De La Warr Pavilion, Bexhill-on-Sea, United Kingdom
24 Sep 2022 - 08 Jan 2023
Spanning both of our galleries, Can’t You See the Sea Changing? will be Zineb Sedira’s first solo exhibition in a UK public gallery for over 12 years and follows her acclaimed exhibition, Dreams Have No Titles for the French Pavilion at this year’s Venice Biennale, which received the Special Mention of the Jury.
Conceived in collaboration with Dundee Contemporary Arts (DCA), where the exhibition will be presented in spring 2023, Can’t You See the Sea Changing? focuses on Sedira’s ongoing investigation into the conditions of transnational trade, identity and migrant consciousness in a post-colonial context, within which the sea is a recurring motif. Beginning from the artist’s fascination with the sea as an enigmatic yet geopolitically charged space, as well as the coastal contexts of the De La Warr Pavilion and DCA, the exhibition spans a period from 2008 to the present day and brings together photography, installation, film and archival material.

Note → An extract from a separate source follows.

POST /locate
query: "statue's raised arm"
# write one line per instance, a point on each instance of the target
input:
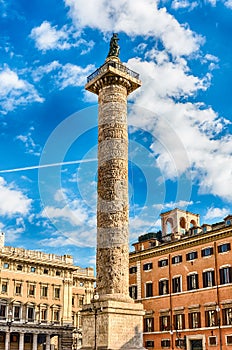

Sedira draws upon her personal history and close connection to Algeria, France and the UK to explore ideas of identity, gender, environment and collective memory. Throughout her career, she has become a leading voice in addressing the question of what it means to live between different cultures, often bringing together autobiographical narration, fiction and documentary genres. Through these varying approaches to storytelling, Sedira interrogates what she refers to as spaces where mobility expires, or the (in)ability of individuals to depart, return, escape, or exist in transit between certain lands and identities. Whilst her narratives are embedded with histories of migration and exile, particularly in relation to her home countries of Algeria and France, Sedira considers what it means to be transported through visionary acts of imagination, acts that carry us to different places through the merging of past and present time frames.
The exhibition is a collaboration between De La Warr Pavilion, Bexhill-on-Sea, and Dundee Contemporary Arts.